昨日はうつ病の同僚の話、今日はもっと珍しいメンタル関連の病気な同僚の話です。20歳のフードコート遅番女性。中国籍新潟市内の他のショッピングモールで採用されたんだが持病のせいや語学習熟度などのせいで、半年独り立ちできずに人手不足のうちの現場にトレードされた。

彼女の持病はナルコレプシーで、もちろんその病名知ってます阿佐田哲也だ。「鳴子の親分」と山口瞳が同行した紀行文「温泉へ行こう」で呼んでいたが風呂に入ったままで寝る、マージャンしながら寝ちゃうとナルコという病気のすごさを書いていました。でもって眼前にナルコの淑女だ、本当にあっという間に寝てしまう。フードコートの作業で大事なのがテーブルクロスの洗浄とたたみ作業なんだが、そのさなか徐々に手が動かなくなりあっという間に寝てしまっている。それも一日数度も…いやたぶん何度も何度もこちらが見ていない間にいくらでも寝てしまえるのだろう。

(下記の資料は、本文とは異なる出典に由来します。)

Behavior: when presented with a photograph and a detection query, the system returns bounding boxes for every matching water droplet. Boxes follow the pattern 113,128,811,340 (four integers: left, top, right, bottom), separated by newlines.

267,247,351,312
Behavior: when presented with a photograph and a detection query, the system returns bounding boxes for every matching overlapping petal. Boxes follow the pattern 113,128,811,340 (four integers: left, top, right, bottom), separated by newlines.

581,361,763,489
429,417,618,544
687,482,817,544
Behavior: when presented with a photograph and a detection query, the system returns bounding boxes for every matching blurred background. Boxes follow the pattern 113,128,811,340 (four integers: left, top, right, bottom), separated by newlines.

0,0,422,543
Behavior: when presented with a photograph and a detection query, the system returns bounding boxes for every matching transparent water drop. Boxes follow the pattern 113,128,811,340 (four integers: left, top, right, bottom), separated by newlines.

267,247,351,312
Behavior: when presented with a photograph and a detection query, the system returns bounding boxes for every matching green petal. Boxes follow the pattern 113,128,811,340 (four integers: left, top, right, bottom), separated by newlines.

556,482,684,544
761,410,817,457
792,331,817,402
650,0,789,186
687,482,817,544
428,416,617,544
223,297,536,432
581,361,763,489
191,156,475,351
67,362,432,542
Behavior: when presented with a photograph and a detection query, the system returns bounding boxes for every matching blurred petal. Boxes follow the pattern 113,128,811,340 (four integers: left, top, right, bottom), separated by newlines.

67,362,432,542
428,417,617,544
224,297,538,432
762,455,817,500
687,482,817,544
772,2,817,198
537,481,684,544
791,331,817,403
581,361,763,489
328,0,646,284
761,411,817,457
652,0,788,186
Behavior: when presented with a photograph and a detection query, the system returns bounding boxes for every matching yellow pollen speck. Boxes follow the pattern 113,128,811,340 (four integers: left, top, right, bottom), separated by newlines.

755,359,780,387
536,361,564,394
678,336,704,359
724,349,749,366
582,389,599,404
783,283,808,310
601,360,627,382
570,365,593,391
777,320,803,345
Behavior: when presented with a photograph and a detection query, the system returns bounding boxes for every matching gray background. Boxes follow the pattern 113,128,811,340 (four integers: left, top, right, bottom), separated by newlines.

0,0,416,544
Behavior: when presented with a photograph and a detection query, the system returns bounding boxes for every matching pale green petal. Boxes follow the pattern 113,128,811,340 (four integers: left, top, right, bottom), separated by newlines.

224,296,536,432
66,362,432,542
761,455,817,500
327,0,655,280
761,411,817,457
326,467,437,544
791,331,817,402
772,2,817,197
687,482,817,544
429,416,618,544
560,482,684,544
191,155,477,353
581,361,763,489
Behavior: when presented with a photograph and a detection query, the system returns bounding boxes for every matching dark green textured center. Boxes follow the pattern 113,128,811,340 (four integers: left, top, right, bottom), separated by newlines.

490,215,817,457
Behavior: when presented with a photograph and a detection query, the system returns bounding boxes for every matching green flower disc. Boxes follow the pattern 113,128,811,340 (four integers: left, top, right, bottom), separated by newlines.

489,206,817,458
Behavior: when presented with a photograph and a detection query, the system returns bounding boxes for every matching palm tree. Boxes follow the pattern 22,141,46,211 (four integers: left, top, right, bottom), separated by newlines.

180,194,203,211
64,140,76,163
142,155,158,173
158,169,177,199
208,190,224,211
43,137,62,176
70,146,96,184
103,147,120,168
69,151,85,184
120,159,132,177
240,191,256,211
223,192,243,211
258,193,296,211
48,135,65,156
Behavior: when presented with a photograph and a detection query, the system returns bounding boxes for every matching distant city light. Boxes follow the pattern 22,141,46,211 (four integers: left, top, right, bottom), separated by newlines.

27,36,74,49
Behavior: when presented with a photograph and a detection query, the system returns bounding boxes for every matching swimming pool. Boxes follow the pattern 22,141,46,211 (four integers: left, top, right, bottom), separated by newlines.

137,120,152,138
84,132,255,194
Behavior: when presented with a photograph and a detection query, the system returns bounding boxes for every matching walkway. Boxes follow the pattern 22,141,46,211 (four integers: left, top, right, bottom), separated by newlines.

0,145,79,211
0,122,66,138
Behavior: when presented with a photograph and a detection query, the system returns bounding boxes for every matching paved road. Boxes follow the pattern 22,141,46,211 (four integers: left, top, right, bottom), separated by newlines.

とても浅い眠りなので声を掛ければそそくさ作業に戻るが誰も気づかねばどうなってんだか、ちょっと怖くて試してはない。職場まで電車とバスで2時間弱の通勤なんだが、最初気付かずに「早く免許取って車通勤すりゃいいよ」と行っちゃったが、まああれでは免許は取れないし、取らせたくない、本当に気を失うみたいに入眠しちゃうの。本当に可哀想だが現在20歳の彼女が、適職に就くことができるか?日本語堪能な日本人だったら諸々アドバンテージ使うことでハードル超えれるかもだが、数年前に一家で来日した片言日本語の彼女の将来がものすごく心配だし、あとそれより彼女とペアで働かなくてはならぬわたしを含む数多のフードコート要員がみな疲弊しちゃう方も心配です。

阿佐田哲也は今後まったく消えてしまう作家かもしれず、記憶しているヘンなエピソード記しておきます。トントン相撲ってか子どもがそんなの始めちゃって、そうするといちいち観客をひとりひとり措定しないといけなくなってそのうち両国のあたりを走る省線に乗る乗客まで書き出さないとならなくなる…って話をつかこうへいとの対談でいってたか。新潟県の奥地でいつまでたっても注文の蕎麦が出てこない蕎麦屋の話のあとで、近所のソバ屋で店主が賄い用に麺をゆで始めたのを、自分への予測と勘違いし何杯も何杯も意地で注文した話とか…「怪しい来客簿」も「狂人日記」ももちろん「麻雀放浪記」も傑作なんだけれど、なんだか度肝を抜かれるエピソード溢れるエッセイもいっぱいあったな。